Read: James 2:14-26
In the process of breathing, there is inhalation and exhalation. No one can live by just inhaling alone. And in regard to eating and exercise, no one can stay healthy for long by just eating and never exercising. For the Christian, good works is the display of faith as seen by the world. There needs to be a healthy balance between faith and works for a true Christian. Jas. 2:17 says, “Faith by itself, if it does not have works, is dead.”

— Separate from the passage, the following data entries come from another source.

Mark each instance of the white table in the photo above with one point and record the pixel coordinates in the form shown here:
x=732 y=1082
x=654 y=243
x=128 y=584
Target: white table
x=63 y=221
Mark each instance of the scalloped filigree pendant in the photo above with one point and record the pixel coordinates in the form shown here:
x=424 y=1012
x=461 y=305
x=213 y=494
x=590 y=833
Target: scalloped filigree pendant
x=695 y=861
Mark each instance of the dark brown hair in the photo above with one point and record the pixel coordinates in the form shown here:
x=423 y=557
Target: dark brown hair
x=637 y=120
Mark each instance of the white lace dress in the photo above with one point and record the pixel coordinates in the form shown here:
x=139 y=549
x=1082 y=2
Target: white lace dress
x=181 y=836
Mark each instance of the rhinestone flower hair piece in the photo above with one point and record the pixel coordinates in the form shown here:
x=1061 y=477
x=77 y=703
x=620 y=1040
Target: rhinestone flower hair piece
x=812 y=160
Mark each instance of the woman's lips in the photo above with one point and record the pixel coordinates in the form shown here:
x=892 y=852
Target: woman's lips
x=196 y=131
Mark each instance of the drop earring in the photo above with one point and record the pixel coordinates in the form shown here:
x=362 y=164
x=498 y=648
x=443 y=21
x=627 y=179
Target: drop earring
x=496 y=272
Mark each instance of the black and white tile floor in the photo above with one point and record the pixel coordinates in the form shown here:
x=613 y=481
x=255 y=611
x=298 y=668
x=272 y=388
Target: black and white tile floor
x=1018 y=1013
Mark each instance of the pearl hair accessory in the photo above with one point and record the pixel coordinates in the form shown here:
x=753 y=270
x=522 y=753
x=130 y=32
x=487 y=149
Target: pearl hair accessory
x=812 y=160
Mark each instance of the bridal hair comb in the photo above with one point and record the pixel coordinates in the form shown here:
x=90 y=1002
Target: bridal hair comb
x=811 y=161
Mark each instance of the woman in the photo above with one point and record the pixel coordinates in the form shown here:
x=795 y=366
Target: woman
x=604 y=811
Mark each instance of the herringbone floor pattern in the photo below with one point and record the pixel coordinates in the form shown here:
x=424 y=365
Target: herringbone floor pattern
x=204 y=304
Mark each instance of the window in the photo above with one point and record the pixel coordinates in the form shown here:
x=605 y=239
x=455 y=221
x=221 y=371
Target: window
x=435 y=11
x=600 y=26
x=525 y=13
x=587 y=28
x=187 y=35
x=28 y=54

Charles Hodge said, “Although religion does not consist in outward acts, it always produces them. The love of God can no more fail to produce obedience to His commands than a mother’s love can fail to produce watchfulness and care for her infant. A person’s religion, therefore, is vain which expends itself in exercises that relate exclusively to his own salvation. And doubtless many Christians go limping all their days because they confine their attention too much to themselves. True religion as we find it in the Bible is a permanent, spontaneous, and progressive principle of spiritual life, influencing the whole man and producing all the fruits of righteousness. It is the root and spring of all right feelings and actions, manifesting itself in love and obedience toward God, in justice and benevolence toward others, and in the proper government of ourselves.”
We need not worry too much to know whether a tree is alive. Its fruitfulness or fruitlessness will tell you the actual condition. In the same way, a living faith produces the evidences of faith: good works. In Heb. 11:33-34, we see people who had faith that “subdued kingdoms, worked righteousness, obtained promises, stopped the mouths of lions, quenched the violence of fire, escaped the edge of the sword, out of weakness were made strong, became valiant in battle, turned to flight the armies of the aliens.” Do we have faith like that? Does our faith translate into appropriate actions or works that glorify God?